Traigo hoy al blog una lejana
crítica de un verdadero acontecimiento musical al que asistí. Es muy frecuente
que, cuando vamos a un concierto, pasamos un buen rato oyendo sonidos
gratamente acordados, pero la Música (y ahora la escribo con mayúsculas) no
comparece. Hay sonidos bien dispuestos, cierto ritmo placentero, pero, como
decía, la invitada de honor, no se presenta. Cierto es que, para decir esto, estoy
manejando una noción de Música algo mística, como episodio sublime y
trascendente en la vida de una persona, que le conecta con algo que está fuera del tiempo ordinario. Así entendida, yo diría que tal vez en
el 80 % de los conciertos la Música no comparece. Es verdad que, cuando lo
hace, se produce la experiencia de lo que, con palabras de Lezama Lima (y que
algún día intentaré explicar), podemos denominar la cantidad hechizada.

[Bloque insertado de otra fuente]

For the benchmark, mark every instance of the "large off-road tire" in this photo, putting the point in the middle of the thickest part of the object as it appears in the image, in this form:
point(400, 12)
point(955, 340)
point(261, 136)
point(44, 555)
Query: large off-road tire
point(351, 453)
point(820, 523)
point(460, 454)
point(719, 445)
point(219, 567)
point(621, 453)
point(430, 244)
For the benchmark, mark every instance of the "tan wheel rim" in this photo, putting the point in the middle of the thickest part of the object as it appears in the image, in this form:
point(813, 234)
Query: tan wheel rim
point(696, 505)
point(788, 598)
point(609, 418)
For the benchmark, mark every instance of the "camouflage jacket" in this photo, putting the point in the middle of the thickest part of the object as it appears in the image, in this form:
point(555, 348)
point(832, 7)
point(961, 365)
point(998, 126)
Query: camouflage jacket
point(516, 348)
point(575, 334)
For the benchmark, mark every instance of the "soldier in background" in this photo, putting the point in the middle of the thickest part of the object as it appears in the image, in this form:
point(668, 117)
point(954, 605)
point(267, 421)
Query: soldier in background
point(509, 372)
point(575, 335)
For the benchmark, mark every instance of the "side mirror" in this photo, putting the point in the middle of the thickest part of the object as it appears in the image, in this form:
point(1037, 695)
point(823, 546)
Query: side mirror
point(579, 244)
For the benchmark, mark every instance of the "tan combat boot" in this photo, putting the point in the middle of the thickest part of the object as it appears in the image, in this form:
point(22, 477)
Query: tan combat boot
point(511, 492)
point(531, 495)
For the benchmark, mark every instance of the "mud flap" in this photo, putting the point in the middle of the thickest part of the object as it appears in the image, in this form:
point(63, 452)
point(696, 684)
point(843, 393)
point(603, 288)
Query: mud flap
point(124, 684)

Pues bien, el concierto que
nos ocupa fue uno de esos memorables, en que no sólo la invitada se presenta,
sino que se produce tal fusión de artista y público que rebasa cualquier
expectativa posible, por más optimista que fuera. Es por ello que, hoy, 27 años
después de ocurrido, me apetece recordarlo. Y lo hago a través de una magnífica
reseña de Gonzalo Badenes que, por entonces, solía escribir las notas a los
programas de mano del Palau de la Música de Valencia, y también hacía crítica
musical en El País.
MÁS QUE UN CONCIERTO
Gonzalo Badenes
Daniel Barenboim. Obras de Liszt. Daniel Barenboim, pianista. Palau de la Música. Sala
Iturbi. Valencia, 2 de mayo 1998.
La famosa boutade del viejo
Celibidache, “la música no existe, lo que existe es la vivencia”, se hizo
realidad anteayer en el concierto de Barenboim. Los 90 minutos del programa
oficial, ocupados por el primer volumen de los Años de Peregrinaje y la Sonata en si menor de Liszt, alcanzaron
una altura musical incomparable. Me atrevería a decir que fue el mejor recital
de piano jamás escuchado en el Palau, y no me olvido de las tardes memorables
de Richter, Zimmermen, Pires, Pogorelich o Ashkenazy. Ni tampoco del primer
concierto de Barenboim, en 1989, con las Goldberg.
Pero el Liszt del sábado fue como subir al Himalaya y contemplar desde el techo
del mundo lo pequeñitos que somos los humanos.
Luego de este Liszt, nadie
regatearía a Barenboim el título de pianista del siglo. Habrá incluso quien
considere al artista porteño el músico del siglo. No voy a discutirlo, aunque
estas calificaciones siempre me parecen peligrosas. Sobre todo porque un músico
carismático como Barenboim es el resultado de una gloriosa tradición donde
están Edwin Fischer, Artur Rubinstein, Emil Guilels y Arturo Benedetti Michelangeli.
Y de todos ellos hubo algo en estas versiones lisztianas, que quintaesenciaron
el virtuosismo para devolvernos la pureza de un pensamiento poético arrebatado
por la inspiración y gobernado por la racionalidad. Ciertos pasajes, como la
recapitulación de la Sonata en si menor,
llevaron el sonido hasta el límite de la expresividad, logrando esa misteriosa
fusión de la carne y el espíritu que sobrepasa la emoción natural de un
concierto.
Aplausos enloquecidos
Con todo, lo más grande vino
al finalizar el programa oficial. Por primera vez se asistió en el Palau a la
transfiguración de un artista frente a su público. 70 minutos de aplausos
enloquecidos y 15 piezas fuera de programa son datos escalofriantes, en
particular para una ciudad musicalmente tan fría como es Valencia. ¿Qué sucedió
el sábado? Sencillamente, hubo esa vivencia que pocas veces se produce, a la
que aludía Celibidache. Valses de Chopin, tangos, piezas de Debussy, Prokófiev,
Albéniz (¡vaya Evocación!), Liszt,
incluso una jota, desbordaron todas las previsiones de entusiasmo y llenaron la
sala con la espontaneidad que es patrimonio de los artistas verdaderos. Todas
las clasificaciones estéticas saltaron por los aires, y ante un público que no
daba crédito a lo que veía y escuchaba, se desplegó toda la potencia del arte.
Éstos son los momentos que generan las leyendas de los artistas. El 24 de marzo
de 1845 Franz Liszt creó su leyenda entre el público valenciano. El 2 de mayo
de 1998 Daniel Barenboim ha repetido el milagro. Grande, grandísimo.